One of my design principles for kivaloo from the start has been that it should be as modular as possible. The core B+Tree code, for example, takes key-value operations and builds a log-structured tree; but it doesn't write that tree directly to disk. Rather, it hands off the blocks to a separate daemon whose only role is to sit in front of the underlying storage device and push blocks back and forth. As such, replacing "storage on local disk" with "storage somewhere other than on local disk" becomes easy: Just write a new storage daemon.

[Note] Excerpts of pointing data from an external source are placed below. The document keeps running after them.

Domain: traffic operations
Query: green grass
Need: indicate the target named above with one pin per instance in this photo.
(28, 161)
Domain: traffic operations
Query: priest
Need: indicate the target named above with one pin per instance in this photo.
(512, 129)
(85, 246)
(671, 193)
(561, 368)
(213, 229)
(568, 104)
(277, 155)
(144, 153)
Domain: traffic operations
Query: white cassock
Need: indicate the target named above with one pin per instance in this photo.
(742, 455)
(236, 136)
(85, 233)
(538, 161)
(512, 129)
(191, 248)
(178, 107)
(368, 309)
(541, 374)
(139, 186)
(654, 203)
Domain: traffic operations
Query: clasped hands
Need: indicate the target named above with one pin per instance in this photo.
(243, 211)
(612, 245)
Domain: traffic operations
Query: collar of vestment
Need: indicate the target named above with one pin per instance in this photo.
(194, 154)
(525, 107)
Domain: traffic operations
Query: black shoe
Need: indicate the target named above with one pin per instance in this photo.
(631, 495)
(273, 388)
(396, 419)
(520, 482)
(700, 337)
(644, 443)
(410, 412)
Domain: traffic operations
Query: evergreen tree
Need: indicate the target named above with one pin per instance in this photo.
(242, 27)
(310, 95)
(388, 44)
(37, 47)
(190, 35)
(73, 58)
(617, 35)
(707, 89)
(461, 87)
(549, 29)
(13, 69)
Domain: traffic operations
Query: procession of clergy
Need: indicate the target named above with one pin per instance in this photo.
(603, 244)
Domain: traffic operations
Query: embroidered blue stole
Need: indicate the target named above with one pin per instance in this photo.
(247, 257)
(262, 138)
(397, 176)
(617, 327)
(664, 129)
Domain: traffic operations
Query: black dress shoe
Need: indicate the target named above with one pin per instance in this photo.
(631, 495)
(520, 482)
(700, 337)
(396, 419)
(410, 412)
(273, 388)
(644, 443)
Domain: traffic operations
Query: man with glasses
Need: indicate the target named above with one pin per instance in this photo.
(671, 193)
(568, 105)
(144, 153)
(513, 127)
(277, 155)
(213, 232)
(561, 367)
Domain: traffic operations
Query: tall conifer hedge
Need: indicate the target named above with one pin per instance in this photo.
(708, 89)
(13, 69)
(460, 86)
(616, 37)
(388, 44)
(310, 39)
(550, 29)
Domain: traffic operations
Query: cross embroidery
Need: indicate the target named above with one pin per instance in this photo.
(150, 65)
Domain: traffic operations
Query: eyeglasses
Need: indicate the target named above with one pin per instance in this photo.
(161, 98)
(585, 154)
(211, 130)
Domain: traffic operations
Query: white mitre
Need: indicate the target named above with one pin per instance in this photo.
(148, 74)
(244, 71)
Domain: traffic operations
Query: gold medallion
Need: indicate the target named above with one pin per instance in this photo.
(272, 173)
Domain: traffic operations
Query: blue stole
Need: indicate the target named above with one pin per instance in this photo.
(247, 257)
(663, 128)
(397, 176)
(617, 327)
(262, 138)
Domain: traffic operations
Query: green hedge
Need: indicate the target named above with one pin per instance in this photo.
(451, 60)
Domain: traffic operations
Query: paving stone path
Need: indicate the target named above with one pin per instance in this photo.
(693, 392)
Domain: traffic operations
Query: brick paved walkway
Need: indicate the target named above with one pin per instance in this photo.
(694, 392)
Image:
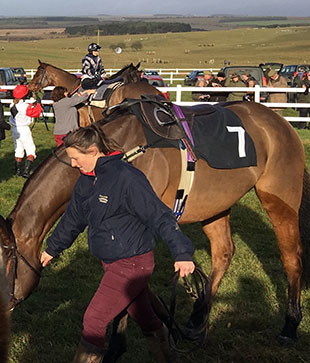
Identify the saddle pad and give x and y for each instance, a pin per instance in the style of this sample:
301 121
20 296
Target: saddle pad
221 140
161 121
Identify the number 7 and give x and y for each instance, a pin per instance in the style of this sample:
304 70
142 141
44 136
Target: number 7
241 139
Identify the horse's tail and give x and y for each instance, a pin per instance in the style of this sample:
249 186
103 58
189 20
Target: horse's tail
304 227
4 315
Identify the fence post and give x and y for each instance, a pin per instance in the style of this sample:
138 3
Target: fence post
257 93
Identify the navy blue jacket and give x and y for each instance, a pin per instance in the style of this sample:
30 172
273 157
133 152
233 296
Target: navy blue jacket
122 212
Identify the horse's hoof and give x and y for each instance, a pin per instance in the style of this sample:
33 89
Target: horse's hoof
285 341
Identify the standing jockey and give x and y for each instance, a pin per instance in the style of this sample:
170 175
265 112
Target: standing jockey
92 69
20 119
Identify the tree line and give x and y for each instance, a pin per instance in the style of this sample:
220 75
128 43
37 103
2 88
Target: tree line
130 27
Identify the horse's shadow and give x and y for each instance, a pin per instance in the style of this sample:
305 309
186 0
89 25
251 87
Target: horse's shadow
259 237
7 163
244 329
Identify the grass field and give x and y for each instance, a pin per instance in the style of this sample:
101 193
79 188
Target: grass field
246 317
172 50
249 308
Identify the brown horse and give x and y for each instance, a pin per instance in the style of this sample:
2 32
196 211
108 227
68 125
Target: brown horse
4 299
48 75
280 181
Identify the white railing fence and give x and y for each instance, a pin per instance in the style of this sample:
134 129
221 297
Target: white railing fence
179 89
169 75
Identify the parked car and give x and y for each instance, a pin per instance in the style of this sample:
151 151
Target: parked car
191 79
255 72
271 65
294 71
20 74
154 78
7 78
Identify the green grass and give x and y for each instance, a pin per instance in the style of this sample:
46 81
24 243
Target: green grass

Since the most critical limitation of kivaloo for my purposes was the lack of multi-disk durability, I decided to replace the storage daemon with one which uses the most durable storage I know: Amazon S3. This, in keeping with kivaloo's design, involved writing two daemons: One which implements log-structured storage on top of S3 — taking care to avoid "eventual consistency" chaos by making careful use of the read-after-create consistency in all of the non-US-Standard S3 regions — and a second daemon which acts merely as S3 proxy, picking which S3 IP address to use (and performing the messy but necessary stream of DNS requests in a helper process), signing the requests, and forwarding them along.
Since this is no longer using local storage but instead writing all the key-value data over the network — and to a storage service better known for bulk data storage than for fast transactional performance — you might expect to see lower performance from this, and judging by my first (and very preliminary, performed less than two hours after I finished squashing bugs) benchmarks you'd be right. Instead of about 125,000 key-value pair writes per second, I'm seeing only about 30,000 — on an EC2 c1.medium instance.
But for many applications 99.999999999% durable storage will easily trump a slightly higher request rate; and even with the S3 backend, kivaloo is still two orders of magnitude ahead of DynamoDB in its cost:performance ratio... for my workload, at least. More of a problem is availability; while there isn't any local state except for the parts of the B+Tree which are cached in RAM, if you're running kivaloo with the S3 backend on an EC2 instance which dies it could take as much as 60 seconds to launch a new EC2 instance and be ready to accept more requests.
Let's see if I can get replication done before this time next year!